OpenSTBench: New benchmark unifies speech translation evaluation across 6 dimensions
Forget just semantic accuracy — OpenSTBench now measures speech quality, emotion, and latency too.
OpenSTBench is a unified evaluation framework for speech translation systems, covering speech-to-text (S2TT) and speech-to-speech (S2ST) translation in offline and streaming settings. It jointly measures translation quality, speech quality, speaker preservation, emotion & paralinguistic fidelity, temporal consistency, and latency. Experiments show that systems with strong translation quality can still differ substantially in speech quality and temporal quality. The code and datasets are available online. The paper has been submitted to EMNLP 2026.
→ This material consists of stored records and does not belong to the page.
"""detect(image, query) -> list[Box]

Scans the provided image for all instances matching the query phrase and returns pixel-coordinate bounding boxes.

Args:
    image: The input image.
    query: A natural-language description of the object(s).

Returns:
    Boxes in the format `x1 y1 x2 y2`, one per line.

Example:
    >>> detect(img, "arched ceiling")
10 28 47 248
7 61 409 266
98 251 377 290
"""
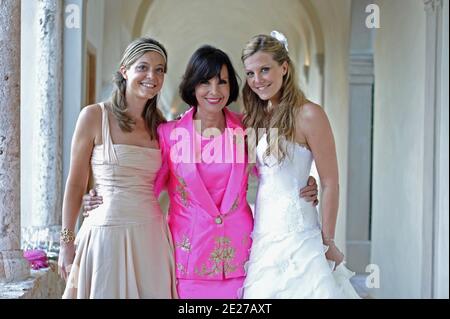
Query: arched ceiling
120 0 144 36
132 0 153 38
130 0 324 116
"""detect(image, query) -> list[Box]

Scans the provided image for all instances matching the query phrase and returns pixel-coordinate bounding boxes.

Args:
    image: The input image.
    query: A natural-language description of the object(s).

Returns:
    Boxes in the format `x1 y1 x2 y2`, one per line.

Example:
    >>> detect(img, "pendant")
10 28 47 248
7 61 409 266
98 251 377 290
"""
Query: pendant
215 216 223 224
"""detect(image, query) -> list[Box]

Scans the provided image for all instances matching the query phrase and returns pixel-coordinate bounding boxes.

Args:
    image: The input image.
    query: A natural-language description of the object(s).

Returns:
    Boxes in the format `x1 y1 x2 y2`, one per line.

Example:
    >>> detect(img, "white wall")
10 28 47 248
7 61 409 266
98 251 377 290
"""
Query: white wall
306 53 324 105
99 0 137 101
434 0 449 299
312 0 352 251
20 0 39 228
372 0 427 298
86 0 105 102
345 0 375 273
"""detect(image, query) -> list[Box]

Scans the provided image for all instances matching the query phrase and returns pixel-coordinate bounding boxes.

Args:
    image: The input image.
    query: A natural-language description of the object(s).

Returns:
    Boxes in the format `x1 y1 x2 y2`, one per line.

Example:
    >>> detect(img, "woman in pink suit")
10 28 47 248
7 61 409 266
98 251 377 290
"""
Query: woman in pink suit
155 46 253 298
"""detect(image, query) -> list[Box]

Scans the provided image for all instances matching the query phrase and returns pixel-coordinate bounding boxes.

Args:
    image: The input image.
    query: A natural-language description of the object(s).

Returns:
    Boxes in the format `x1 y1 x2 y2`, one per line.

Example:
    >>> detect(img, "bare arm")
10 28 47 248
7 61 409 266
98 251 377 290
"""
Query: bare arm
62 106 99 232
58 105 99 280
297 103 340 244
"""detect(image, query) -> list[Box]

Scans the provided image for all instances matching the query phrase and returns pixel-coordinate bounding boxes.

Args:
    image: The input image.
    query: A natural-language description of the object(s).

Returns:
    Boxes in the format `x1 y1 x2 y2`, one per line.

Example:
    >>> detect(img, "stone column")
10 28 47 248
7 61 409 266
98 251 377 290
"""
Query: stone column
0 0 30 283
30 0 63 244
- OpenSTBench unifies evaluation for both speech-to-text (S2TT) and speech-to-speech translation (S2ST) in offline and streaming modes.
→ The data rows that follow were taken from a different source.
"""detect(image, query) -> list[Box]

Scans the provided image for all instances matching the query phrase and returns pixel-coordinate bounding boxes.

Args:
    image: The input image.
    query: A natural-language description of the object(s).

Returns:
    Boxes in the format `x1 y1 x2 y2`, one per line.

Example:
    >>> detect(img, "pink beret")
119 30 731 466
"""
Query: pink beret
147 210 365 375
- It measures 6 dimensions: translation quality, speech quality, speaker preservation, emotion/paralinguistic fidelity, temporal consistency, and latency.
- Experiments revealed that systems with equal translation quality can vary significantly in speech and temporal quality, highlighting the need for multidimensional evaluation.
Why It Matters
OpenSTBench enables comprehensive comparison of speech translation systems, critical for real-world deployment across modalities and use cases.